Although the term 'questionnaire' is one that most of us are familiar with, it is not a straightforward task to provide a precise definition for it. To start with, the term is partly a misnomer because many questionnaires do not contain any, or many, real questions that end with a question mark. Indeed, questionnaires are often referred to under different names, such as 'inventories,' 'forms,' 'opinnionaires,' 'tests,' 'batteries,' 'checklists,' 'scales,' 'surveys,' 'schedules,' 'studies,' 'profiles,' 'indexes/indicators,' or even simply 'sheets' (Aiken, 1997).
Second, the general rubric of 'questionnaire' has been used by researchers in at least two broad senses:
(a) Interview schedules, like the ones used in opinion polls, when someone actually conducts a live interview with the respondent, reading out a set of fixed questions and marking the respondent's answers on an answer sheet.
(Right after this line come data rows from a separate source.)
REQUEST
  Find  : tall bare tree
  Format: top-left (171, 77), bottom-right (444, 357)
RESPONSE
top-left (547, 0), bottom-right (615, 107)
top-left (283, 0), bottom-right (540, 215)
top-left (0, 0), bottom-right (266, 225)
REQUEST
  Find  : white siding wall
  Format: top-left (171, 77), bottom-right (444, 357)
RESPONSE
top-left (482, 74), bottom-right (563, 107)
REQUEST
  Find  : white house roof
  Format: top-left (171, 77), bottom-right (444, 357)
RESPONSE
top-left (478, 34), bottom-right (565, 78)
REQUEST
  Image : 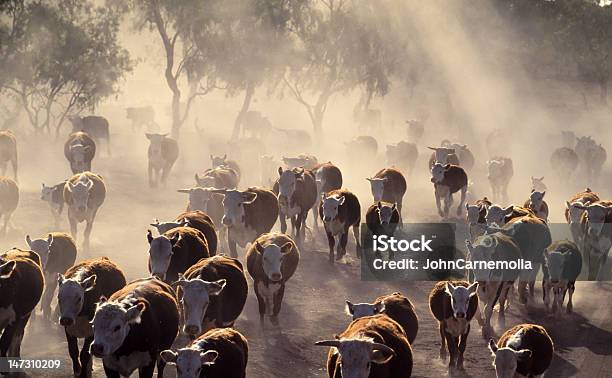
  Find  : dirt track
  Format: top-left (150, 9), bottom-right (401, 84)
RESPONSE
top-left (0, 131), bottom-right (612, 377)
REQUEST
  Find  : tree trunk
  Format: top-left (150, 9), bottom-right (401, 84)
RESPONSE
top-left (232, 82), bottom-right (255, 140)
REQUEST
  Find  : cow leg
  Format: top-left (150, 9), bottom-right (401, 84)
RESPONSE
top-left (64, 328), bottom-right (85, 377)
top-left (438, 322), bottom-right (446, 360)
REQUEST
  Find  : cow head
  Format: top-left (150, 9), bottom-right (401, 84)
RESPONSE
top-left (212, 189), bottom-right (257, 227)
top-left (177, 186), bottom-right (215, 213)
top-left (345, 300), bottom-right (385, 320)
top-left (315, 338), bottom-right (395, 378)
top-left (26, 234), bottom-right (53, 268)
top-left (147, 230), bottom-right (181, 280)
top-left (173, 277), bottom-right (226, 336)
top-left (89, 297), bottom-right (146, 358)
top-left (66, 176), bottom-right (94, 213)
top-left (321, 195), bottom-right (345, 222)
top-left (485, 205), bottom-right (514, 226)
top-left (160, 346), bottom-right (219, 378)
top-left (446, 281), bottom-right (478, 319)
top-left (366, 177), bottom-right (388, 202)
top-left (489, 339), bottom-right (531, 378)
top-left (57, 273), bottom-right (96, 327)
top-left (255, 241), bottom-right (293, 282)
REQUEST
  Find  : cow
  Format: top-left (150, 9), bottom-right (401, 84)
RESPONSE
top-left (574, 201), bottom-right (612, 280)
top-left (0, 248), bottom-right (44, 358)
top-left (565, 188), bottom-right (599, 246)
top-left (145, 133), bottom-right (179, 188)
top-left (64, 131), bottom-right (96, 174)
top-left (89, 277), bottom-right (179, 378)
top-left (210, 154), bottom-right (241, 179)
top-left (487, 156), bottom-right (514, 202)
top-left (346, 292), bottom-right (419, 345)
top-left (489, 324), bottom-right (554, 378)
top-left (0, 130), bottom-right (18, 181)
top-left (281, 154), bottom-right (319, 170)
top-left (312, 161), bottom-right (342, 230)
top-left (161, 328), bottom-right (249, 378)
top-left (214, 187), bottom-right (279, 257)
top-left (40, 181), bottom-right (66, 228)
top-left (68, 116), bottom-right (111, 156)
top-left (315, 314), bottom-right (413, 378)
top-left (542, 240), bottom-right (582, 314)
top-left (54, 257), bottom-right (126, 378)
top-left (151, 210), bottom-right (219, 255)
top-left (366, 168), bottom-right (407, 223)
top-left (386, 141), bottom-right (419, 174)
top-left (172, 256), bottom-right (248, 338)
top-left (429, 281), bottom-right (478, 370)
top-left (25, 232), bottom-right (77, 319)
top-left (531, 176), bottom-right (548, 192)
top-left (523, 189), bottom-right (548, 222)
top-left (465, 232), bottom-right (521, 338)
top-left (246, 233), bottom-right (300, 326)
top-left (64, 172), bottom-right (106, 250)
top-left (550, 147), bottom-right (579, 180)
top-left (366, 201), bottom-right (401, 260)
top-left (125, 106), bottom-right (155, 131)
top-left (272, 167), bottom-right (317, 243)
top-left (0, 176), bottom-right (19, 235)
top-left (319, 189), bottom-right (361, 264)
top-left (406, 119), bottom-right (425, 143)
top-left (147, 227), bottom-right (211, 282)
top-left (575, 136), bottom-right (608, 182)
top-left (431, 163), bottom-right (468, 218)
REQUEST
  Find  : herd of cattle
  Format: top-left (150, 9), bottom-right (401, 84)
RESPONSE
top-left (0, 111), bottom-right (612, 377)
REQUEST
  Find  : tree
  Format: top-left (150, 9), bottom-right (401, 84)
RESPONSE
top-left (4, 1), bottom-right (131, 135)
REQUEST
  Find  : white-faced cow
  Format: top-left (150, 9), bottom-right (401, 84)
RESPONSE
top-left (210, 187), bottom-right (279, 257)
top-left (145, 134), bottom-right (179, 188)
top-left (26, 232), bottom-right (77, 319)
top-left (0, 248), bottom-right (44, 358)
top-left (89, 278), bottom-right (179, 378)
top-left (315, 314), bottom-right (412, 378)
top-left (54, 257), bottom-right (126, 378)
top-left (429, 281), bottom-right (478, 370)
top-left (346, 292), bottom-right (419, 345)
top-left (366, 168), bottom-right (406, 223)
top-left (64, 131), bottom-right (96, 174)
top-left (64, 172), bottom-right (106, 249)
top-left (487, 156), bottom-right (514, 202)
top-left (0, 130), bottom-right (17, 181)
top-left (161, 328), bottom-right (249, 378)
top-left (489, 324), bottom-right (554, 378)
top-left (147, 227), bottom-right (211, 282)
top-left (173, 256), bottom-right (248, 337)
top-left (272, 167), bottom-right (317, 243)
top-left (0, 176), bottom-right (19, 235)
top-left (246, 233), bottom-right (300, 326)
top-left (431, 163), bottom-right (468, 218)
top-left (319, 189), bottom-right (361, 263)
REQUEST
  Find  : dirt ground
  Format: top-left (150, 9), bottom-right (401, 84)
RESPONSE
top-left (0, 128), bottom-right (612, 377)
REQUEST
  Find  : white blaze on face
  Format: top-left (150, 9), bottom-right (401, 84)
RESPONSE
top-left (446, 282), bottom-right (478, 319)
top-left (177, 278), bottom-right (226, 336)
top-left (367, 178), bottom-right (387, 202)
top-left (323, 196), bottom-right (344, 222)
top-left (26, 234), bottom-right (53, 268)
top-left (160, 345), bottom-right (219, 378)
top-left (90, 298), bottom-right (145, 358)
top-left (345, 301), bottom-right (385, 320)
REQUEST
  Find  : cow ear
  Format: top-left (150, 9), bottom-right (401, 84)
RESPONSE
top-left (0, 261), bottom-right (17, 279)
top-left (159, 349), bottom-right (178, 365)
top-left (200, 350), bottom-right (219, 365)
top-left (125, 302), bottom-right (145, 324)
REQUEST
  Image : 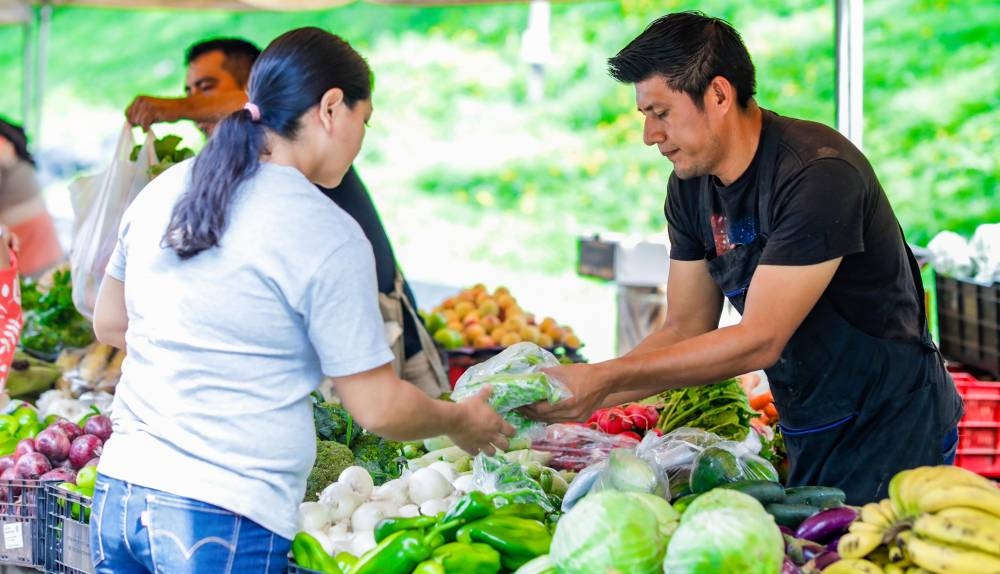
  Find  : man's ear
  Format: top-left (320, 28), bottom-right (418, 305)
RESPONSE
top-left (319, 88), bottom-right (352, 129)
top-left (705, 76), bottom-right (736, 113)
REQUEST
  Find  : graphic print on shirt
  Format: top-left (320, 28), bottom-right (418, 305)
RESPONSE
top-left (709, 207), bottom-right (757, 257)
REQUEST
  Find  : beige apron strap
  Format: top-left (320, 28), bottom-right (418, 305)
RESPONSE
top-left (396, 267), bottom-right (451, 397)
top-left (378, 273), bottom-right (406, 377)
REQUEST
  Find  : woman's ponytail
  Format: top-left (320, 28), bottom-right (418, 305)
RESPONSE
top-left (163, 108), bottom-right (264, 259)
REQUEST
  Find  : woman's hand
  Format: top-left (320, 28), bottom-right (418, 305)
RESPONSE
top-left (448, 386), bottom-right (516, 455)
top-left (520, 364), bottom-right (608, 423)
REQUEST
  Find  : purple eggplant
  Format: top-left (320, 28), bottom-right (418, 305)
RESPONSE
top-left (814, 551), bottom-right (840, 571)
top-left (795, 506), bottom-right (858, 544)
top-left (781, 557), bottom-right (802, 574)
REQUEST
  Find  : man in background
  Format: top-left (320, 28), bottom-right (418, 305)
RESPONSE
top-left (125, 38), bottom-right (450, 396)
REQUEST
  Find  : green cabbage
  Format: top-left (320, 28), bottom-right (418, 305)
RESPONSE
top-left (663, 489), bottom-right (785, 574)
top-left (549, 490), bottom-right (669, 574)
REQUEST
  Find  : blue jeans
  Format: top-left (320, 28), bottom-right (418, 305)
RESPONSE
top-left (90, 475), bottom-right (291, 574)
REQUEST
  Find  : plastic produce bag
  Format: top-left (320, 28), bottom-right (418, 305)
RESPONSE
top-left (70, 123), bottom-right (157, 320)
top-left (636, 428), bottom-right (723, 497)
top-left (690, 441), bottom-right (778, 493)
top-left (927, 231), bottom-right (976, 278)
top-left (451, 342), bottom-right (570, 437)
top-left (472, 453), bottom-right (555, 512)
top-left (969, 223), bottom-right (1000, 285)
top-left (531, 424), bottom-right (649, 470)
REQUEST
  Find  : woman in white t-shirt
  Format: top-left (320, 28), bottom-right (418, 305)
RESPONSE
top-left (91, 28), bottom-right (513, 574)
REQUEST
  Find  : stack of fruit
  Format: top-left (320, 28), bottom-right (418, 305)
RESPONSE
top-left (424, 283), bottom-right (581, 350)
top-left (823, 466), bottom-right (1000, 574)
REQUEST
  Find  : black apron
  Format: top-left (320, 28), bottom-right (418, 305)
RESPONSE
top-left (699, 117), bottom-right (962, 504)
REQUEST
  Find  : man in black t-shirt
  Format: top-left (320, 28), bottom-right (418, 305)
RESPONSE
top-left (527, 12), bottom-right (962, 504)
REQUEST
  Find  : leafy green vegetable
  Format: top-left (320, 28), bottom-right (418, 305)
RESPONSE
top-left (549, 490), bottom-right (668, 574)
top-left (656, 379), bottom-right (756, 440)
top-left (303, 440), bottom-right (354, 500)
top-left (21, 269), bottom-right (94, 355)
top-left (663, 489), bottom-right (785, 574)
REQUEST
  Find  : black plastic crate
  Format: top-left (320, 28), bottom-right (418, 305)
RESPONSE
top-left (935, 274), bottom-right (1000, 377)
top-left (0, 480), bottom-right (45, 570)
top-left (45, 482), bottom-right (94, 574)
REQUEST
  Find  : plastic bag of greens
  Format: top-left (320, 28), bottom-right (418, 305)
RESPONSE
top-left (451, 343), bottom-right (570, 437)
top-left (472, 453), bottom-right (556, 512)
top-left (690, 441), bottom-right (778, 494)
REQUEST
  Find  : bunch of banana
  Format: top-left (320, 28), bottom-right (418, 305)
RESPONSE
top-left (889, 466), bottom-right (1000, 574)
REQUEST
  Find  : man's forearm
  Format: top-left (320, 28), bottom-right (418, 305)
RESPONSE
top-left (598, 325), bottom-right (780, 406)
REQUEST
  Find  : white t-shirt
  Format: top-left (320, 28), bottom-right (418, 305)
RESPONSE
top-left (99, 160), bottom-right (392, 538)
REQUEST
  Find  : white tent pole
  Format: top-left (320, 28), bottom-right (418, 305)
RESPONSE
top-left (836, 0), bottom-right (865, 148)
top-left (21, 11), bottom-right (35, 131)
top-left (32, 2), bottom-right (52, 149)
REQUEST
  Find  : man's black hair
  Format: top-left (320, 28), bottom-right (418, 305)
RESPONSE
top-left (184, 38), bottom-right (260, 88)
top-left (608, 11), bottom-right (757, 109)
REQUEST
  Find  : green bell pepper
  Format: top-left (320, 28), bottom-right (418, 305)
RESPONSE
top-left (333, 552), bottom-right (358, 574)
top-left (351, 530), bottom-right (444, 574)
top-left (292, 532), bottom-right (344, 574)
top-left (431, 542), bottom-right (500, 574)
top-left (375, 516), bottom-right (438, 544)
top-left (413, 560), bottom-right (447, 574)
top-left (456, 515), bottom-right (552, 570)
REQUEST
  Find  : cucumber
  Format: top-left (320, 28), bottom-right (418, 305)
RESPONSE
top-left (764, 506), bottom-right (820, 530)
top-left (785, 486), bottom-right (846, 509)
top-left (719, 480), bottom-right (785, 506)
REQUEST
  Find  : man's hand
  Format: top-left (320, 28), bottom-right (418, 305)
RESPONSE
top-left (125, 96), bottom-right (181, 129)
top-left (521, 364), bottom-right (608, 423)
top-left (448, 387), bottom-right (516, 455)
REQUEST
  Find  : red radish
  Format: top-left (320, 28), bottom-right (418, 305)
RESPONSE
top-left (14, 452), bottom-right (52, 480)
top-left (35, 427), bottom-right (70, 463)
top-left (49, 419), bottom-right (83, 442)
top-left (83, 415), bottom-right (111, 442)
top-left (14, 438), bottom-right (38, 462)
top-left (69, 434), bottom-right (104, 468)
top-left (38, 468), bottom-right (76, 483)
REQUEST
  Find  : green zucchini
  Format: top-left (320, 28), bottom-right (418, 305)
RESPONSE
top-left (764, 502), bottom-right (820, 530)
top-left (719, 480), bottom-right (785, 506)
top-left (785, 486), bottom-right (846, 508)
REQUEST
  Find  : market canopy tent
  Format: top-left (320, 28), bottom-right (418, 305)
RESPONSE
top-left (0, 0), bottom-right (864, 151)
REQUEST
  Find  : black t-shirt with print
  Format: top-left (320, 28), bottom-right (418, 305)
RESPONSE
top-left (664, 110), bottom-right (923, 340)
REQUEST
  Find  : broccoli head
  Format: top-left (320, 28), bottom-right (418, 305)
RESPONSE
top-left (352, 432), bottom-right (404, 484)
top-left (303, 440), bottom-right (354, 501)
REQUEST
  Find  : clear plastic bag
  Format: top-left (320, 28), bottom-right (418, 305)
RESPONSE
top-left (531, 424), bottom-right (639, 470)
top-left (451, 342), bottom-right (570, 437)
top-left (70, 123), bottom-right (157, 320)
top-left (472, 453), bottom-right (556, 512)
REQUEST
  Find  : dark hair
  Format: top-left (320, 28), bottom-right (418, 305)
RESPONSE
top-left (608, 11), bottom-right (757, 109)
top-left (184, 38), bottom-right (260, 88)
top-left (0, 117), bottom-right (35, 165)
top-left (163, 27), bottom-right (372, 259)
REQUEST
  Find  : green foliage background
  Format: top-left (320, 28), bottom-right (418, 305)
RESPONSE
top-left (0, 0), bottom-right (1000, 280)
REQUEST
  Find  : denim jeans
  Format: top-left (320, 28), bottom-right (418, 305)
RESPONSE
top-left (90, 475), bottom-right (291, 574)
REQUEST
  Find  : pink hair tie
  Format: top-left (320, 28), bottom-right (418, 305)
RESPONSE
top-left (243, 102), bottom-right (260, 122)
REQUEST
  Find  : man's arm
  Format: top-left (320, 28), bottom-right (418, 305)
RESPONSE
top-left (125, 90), bottom-right (247, 128)
top-left (525, 257), bottom-right (841, 422)
top-left (604, 259), bottom-right (722, 406)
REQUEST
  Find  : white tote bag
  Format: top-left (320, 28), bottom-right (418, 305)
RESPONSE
top-left (69, 123), bottom-right (157, 320)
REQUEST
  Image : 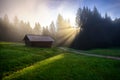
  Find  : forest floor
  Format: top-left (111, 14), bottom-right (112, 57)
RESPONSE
top-left (0, 42), bottom-right (120, 80)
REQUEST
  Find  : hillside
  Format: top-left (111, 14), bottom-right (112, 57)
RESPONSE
top-left (0, 42), bottom-right (120, 80)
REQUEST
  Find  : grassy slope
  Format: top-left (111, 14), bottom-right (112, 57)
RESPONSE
top-left (0, 42), bottom-right (61, 76)
top-left (0, 43), bottom-right (120, 80)
top-left (88, 48), bottom-right (120, 57)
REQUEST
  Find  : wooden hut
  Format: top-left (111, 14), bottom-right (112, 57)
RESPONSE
top-left (24, 34), bottom-right (54, 47)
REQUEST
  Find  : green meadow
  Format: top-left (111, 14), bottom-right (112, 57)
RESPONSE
top-left (0, 42), bottom-right (120, 80)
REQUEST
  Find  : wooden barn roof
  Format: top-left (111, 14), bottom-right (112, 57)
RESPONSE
top-left (24, 34), bottom-right (54, 42)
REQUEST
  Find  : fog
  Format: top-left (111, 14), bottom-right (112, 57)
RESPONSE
top-left (0, 0), bottom-right (80, 27)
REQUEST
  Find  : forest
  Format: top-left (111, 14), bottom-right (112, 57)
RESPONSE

(b) Self-administeredpencil-and-paper questionnaires, like the 'consumer surveys' that we often find in our mail box or the short forms we are asked to fill in when, for example, checking out of a hotel to evaluate the services.
In this book - in accordance with Brown's (2001) definition below - I will concentrate on the second type only, that is, on the self-completed, written questionnaire that respondents fill in by themselves. More specifically, the focus will be on questionnaires employed as research instruments for measurement purposes to collect reliable and valid data.